Restricting Client VPN access using Layer 3 firewall rules

Last updated
Save as PDF

Client VPN users may access all subnets within the network by default. In order to control or restrict access for Client VPN users, firewall rules should be implemented.

Layer 3 firewall rules are a powerful tool for permitting and denying Client VPN traffic. Although Client VPN users are considered part of the LAN, network administrators may see a need for limiting overall access. Firewall rules can be used to limit access for VPN users to specific addresses/ports or ranges of addresses. Such as allowing access to most information, but denying access to sensitive resources to VPN users.

In the following example, we will be creating a Client VPN subnet and configuring rules that will permit and deny access based a several parameters.

Configuring Client VPN subnet
Configuring Addressing & VLANs subnet(s)
Configuring Firewall Rules

Configuring Client VPN subnet

The Client VPN subnet is configured via Configure > Client VPN. Take note of this network address as it will be used to implement Firewall rules for controlling traffic related to that subnet. In the following scenario, our Client VPN subnet will be (172.16.1.0/24)

2017-07-11 14_54_46-Client VPN Configuration - Meraki Dashboard.png

Configuring Addressing & VLANs subnet(s)

Subnets local to the MX are configured via Configure > Addressing & VLANs. Below is an example depicting an MX that has VLANs enabled. Two subnets are present: (192.168.10.0/24) and (192.168.20.0/24).

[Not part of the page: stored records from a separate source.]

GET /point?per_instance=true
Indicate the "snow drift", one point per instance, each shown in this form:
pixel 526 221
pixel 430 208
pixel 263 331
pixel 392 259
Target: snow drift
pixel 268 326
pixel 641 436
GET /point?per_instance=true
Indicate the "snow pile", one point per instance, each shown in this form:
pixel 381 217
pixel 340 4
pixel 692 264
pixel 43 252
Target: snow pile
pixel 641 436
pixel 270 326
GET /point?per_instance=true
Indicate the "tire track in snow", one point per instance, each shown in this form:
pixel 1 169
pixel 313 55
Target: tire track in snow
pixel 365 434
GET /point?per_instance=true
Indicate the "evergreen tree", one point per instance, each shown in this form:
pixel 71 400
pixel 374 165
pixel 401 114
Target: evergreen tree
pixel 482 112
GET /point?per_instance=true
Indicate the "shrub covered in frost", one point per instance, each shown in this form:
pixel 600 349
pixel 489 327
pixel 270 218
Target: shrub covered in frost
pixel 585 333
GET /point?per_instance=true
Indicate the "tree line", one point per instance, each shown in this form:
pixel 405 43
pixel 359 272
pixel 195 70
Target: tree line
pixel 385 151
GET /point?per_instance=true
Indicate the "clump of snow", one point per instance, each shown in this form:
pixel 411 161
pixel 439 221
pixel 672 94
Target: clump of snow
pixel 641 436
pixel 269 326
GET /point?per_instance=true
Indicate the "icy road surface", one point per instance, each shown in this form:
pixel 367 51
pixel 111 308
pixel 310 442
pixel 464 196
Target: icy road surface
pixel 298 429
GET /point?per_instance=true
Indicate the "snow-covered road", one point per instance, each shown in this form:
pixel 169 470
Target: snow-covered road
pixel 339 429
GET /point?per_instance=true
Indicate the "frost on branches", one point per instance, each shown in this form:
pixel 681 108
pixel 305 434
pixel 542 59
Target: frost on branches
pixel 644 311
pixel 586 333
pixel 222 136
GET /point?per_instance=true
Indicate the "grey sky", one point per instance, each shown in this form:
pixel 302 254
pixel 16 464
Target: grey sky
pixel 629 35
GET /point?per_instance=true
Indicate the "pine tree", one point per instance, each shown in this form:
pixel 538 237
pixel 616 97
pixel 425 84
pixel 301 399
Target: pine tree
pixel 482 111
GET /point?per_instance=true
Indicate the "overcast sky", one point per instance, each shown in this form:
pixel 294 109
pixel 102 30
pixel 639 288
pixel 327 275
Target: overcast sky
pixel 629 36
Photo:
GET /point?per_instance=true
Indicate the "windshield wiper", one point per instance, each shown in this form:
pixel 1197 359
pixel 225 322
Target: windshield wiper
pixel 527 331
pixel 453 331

Both of these subnets will be accessible by users who establish a successful Client VPN session.

Picture of Meraki Dashboard settings for Configuring Addressing and VLAN Subnets

Additionally, subnets made known to the MX via Static LAN routes will also be available to the Client VPN subnet. These subnets are also configured via Configure > Addressing & VLANs.

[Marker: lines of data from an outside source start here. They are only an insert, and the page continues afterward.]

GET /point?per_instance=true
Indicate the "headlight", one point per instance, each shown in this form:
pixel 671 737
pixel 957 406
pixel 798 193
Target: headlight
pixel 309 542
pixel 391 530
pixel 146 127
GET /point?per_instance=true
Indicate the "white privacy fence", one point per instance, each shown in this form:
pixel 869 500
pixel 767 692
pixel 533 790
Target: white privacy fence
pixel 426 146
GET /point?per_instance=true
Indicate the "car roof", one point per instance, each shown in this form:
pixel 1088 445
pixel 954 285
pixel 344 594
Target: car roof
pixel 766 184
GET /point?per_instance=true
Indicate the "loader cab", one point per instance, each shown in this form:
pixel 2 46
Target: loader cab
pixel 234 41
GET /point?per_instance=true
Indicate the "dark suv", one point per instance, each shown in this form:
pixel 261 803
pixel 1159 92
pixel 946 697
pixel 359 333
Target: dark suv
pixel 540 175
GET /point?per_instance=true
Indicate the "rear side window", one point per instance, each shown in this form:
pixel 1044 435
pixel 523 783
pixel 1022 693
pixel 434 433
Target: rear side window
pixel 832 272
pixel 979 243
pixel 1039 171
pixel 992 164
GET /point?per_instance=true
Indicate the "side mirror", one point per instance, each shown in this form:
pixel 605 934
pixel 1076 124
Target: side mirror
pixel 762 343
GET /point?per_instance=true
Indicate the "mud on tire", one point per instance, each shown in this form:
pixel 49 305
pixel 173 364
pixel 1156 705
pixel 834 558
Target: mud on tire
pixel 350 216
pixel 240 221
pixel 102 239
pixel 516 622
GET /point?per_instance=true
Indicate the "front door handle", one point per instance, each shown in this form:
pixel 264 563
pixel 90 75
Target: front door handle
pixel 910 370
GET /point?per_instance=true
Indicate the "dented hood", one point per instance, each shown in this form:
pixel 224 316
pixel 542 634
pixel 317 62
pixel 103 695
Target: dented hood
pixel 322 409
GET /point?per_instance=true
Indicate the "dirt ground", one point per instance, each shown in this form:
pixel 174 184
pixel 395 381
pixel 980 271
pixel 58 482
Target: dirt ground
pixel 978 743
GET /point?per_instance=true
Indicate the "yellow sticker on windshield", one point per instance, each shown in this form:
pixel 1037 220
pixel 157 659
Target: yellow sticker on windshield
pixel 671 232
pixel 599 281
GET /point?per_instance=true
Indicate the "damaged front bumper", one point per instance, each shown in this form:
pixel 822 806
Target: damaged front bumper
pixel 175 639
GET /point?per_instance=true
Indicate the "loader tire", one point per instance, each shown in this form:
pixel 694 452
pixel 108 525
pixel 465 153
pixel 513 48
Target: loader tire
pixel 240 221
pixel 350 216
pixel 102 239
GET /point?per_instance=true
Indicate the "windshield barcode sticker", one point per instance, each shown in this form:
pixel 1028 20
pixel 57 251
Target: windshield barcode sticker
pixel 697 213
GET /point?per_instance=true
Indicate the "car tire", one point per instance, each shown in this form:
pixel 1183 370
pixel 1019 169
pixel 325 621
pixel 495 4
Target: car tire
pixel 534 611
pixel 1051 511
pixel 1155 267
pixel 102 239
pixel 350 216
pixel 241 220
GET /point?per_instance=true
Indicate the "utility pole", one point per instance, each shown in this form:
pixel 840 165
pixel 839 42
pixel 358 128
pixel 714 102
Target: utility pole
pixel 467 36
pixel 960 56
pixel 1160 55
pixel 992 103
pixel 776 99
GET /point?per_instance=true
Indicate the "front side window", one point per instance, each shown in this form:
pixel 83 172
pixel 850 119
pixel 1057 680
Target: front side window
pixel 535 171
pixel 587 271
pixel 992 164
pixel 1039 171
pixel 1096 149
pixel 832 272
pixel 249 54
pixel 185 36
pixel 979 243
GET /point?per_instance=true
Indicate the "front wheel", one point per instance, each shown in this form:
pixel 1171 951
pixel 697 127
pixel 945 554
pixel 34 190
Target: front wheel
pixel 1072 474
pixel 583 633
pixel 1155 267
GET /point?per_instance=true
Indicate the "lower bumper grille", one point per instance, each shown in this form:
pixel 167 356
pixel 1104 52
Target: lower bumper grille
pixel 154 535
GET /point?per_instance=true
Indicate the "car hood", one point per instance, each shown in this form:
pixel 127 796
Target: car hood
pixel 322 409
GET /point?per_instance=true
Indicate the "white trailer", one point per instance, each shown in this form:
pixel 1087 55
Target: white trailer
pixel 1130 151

As shown below, the non-local subnet is 10.0.1.0/24, and will be pointed to a router with the address of 192.168.10.2.

Picture of Meraki Dashboard for configuring static routing on Addressing and VLAN page

Configuring Firewall Rules

Navigating to Configure > Firewall, note that the default settings permit all outbound traffic. This allows all subnets to communicate, including the client VPN network. Outbound rules also apply to Inter-VLAN Routing.

2017-07-11 15_00_17-Firewall Configuration - Meraki Dashboard.png

Outbound rules should be implemented to control which subnets Client VPN users may access. These rules are processed numerically, like an ACL, starting with Rule #1. Once a rule is matched, no further rules will be processed. Thus, the Rule number is essential.

Example 1

In the following example, the entire Client VPN subnet (172.16.1.0/24) will only have access to Subnet 1 and Subnet 2. The Client VPN subnet will not have access to Non-local Subnet 1.

Only a single rule denying all traffic from the Client VPN subnet to the non-local subnet is needed since there is an implicit "Allow" rule at the end that permits all other outbound traffic.

2017-07-11 15_01_22-Firewall Configuration - Meraki Dashboard.png

Example 2

In this next example, VPN clients are permitted to access HTTPS (secure web) and DNS servers on a LAN subnet, but all other access is denied.

2017-07-11 15_02_47-Firewall Configuration - Meraki Dashboard.png

There are many combinations of firewall rules available for configuration. As a general rule of thumb, configure rules that apply to a specific port/destination first, before configuring a rule that applies to the subnet as a whole. Please be sure to test and verify all firewall rules along the way to ensure proper access.